The district court held (and the Supreme Court affirmed) that while the NCAA restrictions limiting an athlete’s compensation to the full price of college admission may constitute a price-fixing agreement, they were reasonable in light of the possibility that “professional-level cash payments” (which is what the athletes are seeking) could negatively affect consumer demand. Lifting the restrictions would blur the distinction between college sports and pro sports, and would cause colleges to unfairly offer Lamborghinis to prospects so they could “get to class.”
On the other hand, the court also concluded that restrictions on education-related benefits (such as scholarships for graduate or vocational schools, payments for academic tutoring, or paid post-eligibility internships) had no such blurring effect.
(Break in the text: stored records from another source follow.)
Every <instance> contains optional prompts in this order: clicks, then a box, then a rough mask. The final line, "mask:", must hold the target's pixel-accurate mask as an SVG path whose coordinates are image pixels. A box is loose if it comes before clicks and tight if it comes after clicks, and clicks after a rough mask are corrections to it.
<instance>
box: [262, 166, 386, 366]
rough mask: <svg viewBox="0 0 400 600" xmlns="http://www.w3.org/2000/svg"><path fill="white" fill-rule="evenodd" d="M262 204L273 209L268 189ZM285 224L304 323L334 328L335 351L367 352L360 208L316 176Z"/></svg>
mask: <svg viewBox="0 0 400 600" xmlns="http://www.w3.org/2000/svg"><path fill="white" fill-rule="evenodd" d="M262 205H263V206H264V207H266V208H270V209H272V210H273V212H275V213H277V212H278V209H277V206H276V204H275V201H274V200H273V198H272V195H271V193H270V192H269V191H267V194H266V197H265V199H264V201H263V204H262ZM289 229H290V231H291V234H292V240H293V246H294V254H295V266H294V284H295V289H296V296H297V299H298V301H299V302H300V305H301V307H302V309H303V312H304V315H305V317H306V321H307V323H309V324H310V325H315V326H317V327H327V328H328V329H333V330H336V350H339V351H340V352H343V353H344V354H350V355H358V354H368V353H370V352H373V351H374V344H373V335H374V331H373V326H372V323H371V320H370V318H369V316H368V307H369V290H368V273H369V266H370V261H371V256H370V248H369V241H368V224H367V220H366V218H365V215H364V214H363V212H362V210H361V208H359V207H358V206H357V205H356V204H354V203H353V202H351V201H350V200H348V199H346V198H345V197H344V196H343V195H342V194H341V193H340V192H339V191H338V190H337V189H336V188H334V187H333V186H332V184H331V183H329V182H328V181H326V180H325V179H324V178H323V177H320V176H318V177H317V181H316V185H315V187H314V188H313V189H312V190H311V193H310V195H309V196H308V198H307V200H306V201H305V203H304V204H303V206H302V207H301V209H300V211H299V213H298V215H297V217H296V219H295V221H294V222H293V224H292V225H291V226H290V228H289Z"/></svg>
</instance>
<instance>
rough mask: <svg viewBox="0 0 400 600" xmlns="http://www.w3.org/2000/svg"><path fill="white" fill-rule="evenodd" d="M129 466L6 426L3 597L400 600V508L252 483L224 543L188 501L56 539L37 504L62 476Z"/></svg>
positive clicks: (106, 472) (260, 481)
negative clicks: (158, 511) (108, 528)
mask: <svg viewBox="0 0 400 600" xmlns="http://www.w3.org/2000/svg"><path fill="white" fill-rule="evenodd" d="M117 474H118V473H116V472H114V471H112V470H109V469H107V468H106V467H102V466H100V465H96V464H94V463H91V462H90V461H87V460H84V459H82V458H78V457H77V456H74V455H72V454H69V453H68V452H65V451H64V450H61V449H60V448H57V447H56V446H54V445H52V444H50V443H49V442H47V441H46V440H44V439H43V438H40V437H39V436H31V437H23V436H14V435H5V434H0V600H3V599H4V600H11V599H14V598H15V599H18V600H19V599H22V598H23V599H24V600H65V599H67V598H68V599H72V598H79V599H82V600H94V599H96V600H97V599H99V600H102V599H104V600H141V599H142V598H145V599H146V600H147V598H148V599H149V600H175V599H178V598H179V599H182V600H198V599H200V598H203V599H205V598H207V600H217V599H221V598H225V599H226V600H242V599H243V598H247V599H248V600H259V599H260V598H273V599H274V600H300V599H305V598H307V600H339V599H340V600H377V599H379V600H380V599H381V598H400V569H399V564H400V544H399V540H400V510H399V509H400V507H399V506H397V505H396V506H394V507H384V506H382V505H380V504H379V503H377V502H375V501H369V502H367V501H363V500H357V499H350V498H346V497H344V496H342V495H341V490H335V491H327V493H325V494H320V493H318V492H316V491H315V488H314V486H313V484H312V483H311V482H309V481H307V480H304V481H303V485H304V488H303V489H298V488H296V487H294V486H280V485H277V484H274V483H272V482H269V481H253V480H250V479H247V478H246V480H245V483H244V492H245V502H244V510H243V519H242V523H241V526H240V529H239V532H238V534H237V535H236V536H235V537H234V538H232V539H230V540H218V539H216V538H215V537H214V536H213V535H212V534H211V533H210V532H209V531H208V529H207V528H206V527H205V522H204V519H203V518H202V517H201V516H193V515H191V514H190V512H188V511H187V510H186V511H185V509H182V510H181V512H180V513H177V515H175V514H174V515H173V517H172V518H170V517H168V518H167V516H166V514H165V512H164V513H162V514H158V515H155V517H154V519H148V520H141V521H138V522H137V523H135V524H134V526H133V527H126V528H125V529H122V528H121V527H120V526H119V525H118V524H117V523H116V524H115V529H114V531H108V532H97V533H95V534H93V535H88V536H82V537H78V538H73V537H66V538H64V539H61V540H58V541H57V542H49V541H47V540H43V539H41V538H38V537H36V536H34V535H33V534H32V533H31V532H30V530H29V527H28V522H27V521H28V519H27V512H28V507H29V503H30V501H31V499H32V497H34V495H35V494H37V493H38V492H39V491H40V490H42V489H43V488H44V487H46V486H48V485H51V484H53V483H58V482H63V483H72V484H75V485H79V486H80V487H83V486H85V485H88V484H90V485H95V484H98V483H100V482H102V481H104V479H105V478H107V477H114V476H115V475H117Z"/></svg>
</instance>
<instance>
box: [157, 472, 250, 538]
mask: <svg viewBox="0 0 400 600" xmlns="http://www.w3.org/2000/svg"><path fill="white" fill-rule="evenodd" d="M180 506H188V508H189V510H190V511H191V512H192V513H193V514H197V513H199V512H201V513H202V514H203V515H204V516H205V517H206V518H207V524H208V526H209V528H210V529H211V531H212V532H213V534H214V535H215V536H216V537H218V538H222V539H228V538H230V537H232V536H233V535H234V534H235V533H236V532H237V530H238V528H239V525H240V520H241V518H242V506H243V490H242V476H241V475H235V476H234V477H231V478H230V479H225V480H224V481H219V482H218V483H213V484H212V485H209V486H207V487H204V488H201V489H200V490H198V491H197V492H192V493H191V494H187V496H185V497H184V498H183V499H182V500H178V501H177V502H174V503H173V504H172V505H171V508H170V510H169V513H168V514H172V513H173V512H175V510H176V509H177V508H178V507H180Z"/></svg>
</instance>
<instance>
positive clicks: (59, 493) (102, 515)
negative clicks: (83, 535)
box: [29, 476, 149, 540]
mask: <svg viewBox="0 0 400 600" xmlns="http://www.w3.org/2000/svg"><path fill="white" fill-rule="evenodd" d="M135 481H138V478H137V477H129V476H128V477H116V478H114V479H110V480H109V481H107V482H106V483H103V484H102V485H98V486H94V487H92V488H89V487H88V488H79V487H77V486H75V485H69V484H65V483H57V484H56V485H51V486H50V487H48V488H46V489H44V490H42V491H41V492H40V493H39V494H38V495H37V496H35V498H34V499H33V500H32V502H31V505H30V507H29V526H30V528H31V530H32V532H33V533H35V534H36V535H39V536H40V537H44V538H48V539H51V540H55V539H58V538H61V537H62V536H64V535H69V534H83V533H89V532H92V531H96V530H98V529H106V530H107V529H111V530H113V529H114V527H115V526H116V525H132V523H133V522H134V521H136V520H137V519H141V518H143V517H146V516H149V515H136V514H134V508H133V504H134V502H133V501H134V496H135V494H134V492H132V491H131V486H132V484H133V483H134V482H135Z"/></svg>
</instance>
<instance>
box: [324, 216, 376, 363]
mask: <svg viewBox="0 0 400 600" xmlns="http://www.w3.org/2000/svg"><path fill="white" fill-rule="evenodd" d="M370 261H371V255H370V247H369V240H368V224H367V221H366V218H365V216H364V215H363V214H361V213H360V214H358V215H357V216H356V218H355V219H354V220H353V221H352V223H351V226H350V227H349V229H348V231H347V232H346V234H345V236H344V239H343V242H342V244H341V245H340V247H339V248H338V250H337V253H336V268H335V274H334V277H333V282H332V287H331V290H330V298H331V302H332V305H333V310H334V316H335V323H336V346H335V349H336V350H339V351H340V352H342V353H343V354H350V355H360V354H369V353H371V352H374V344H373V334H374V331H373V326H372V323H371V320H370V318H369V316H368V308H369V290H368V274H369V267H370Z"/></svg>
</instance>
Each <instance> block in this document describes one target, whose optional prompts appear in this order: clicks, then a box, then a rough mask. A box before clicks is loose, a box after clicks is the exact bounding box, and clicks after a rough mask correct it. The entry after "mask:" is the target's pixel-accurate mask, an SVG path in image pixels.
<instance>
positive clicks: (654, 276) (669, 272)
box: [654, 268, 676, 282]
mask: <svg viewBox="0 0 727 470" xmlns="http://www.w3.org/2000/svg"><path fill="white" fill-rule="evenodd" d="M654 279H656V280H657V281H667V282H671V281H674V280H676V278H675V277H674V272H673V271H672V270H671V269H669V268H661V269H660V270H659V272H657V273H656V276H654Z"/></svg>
In fact, it noted “if anything, they emphasize that the recipients are students [and not pro-athletes]” Ultimately, the court issued an injunction limiting restrictions on these education-related benefits which took effect in August 2020. Both sides appealed, as the NCAA felt this was an overreach of authority, whereas the players thought the decision did not go far enough to compensate them for their hard work and skills.
However, this ‘split-the-baby’ rationale was hailed by the Ninth Circuit Appellate Court as one that “struck the right balance … that both prevents anticompetitive harm to Student-Athletes while serving the procompetitive purpose of preserving the popularity of college sports.” The Supreme Court concurred.
As a result, college athletes may have to wait the full four years until graduation to get those pro level checks and Air Jordan endorsement deals they so desire, as the injunction doesn’t ban the NCAA from continuing to prohibit compensation from sneaker companies, car dealerships, “or anyone else.” However, as the college sporting industry continues to gain notoriety and becomes much more profitable, additional challenges at the state level could see the balance of power shift further in favor of these young superstars.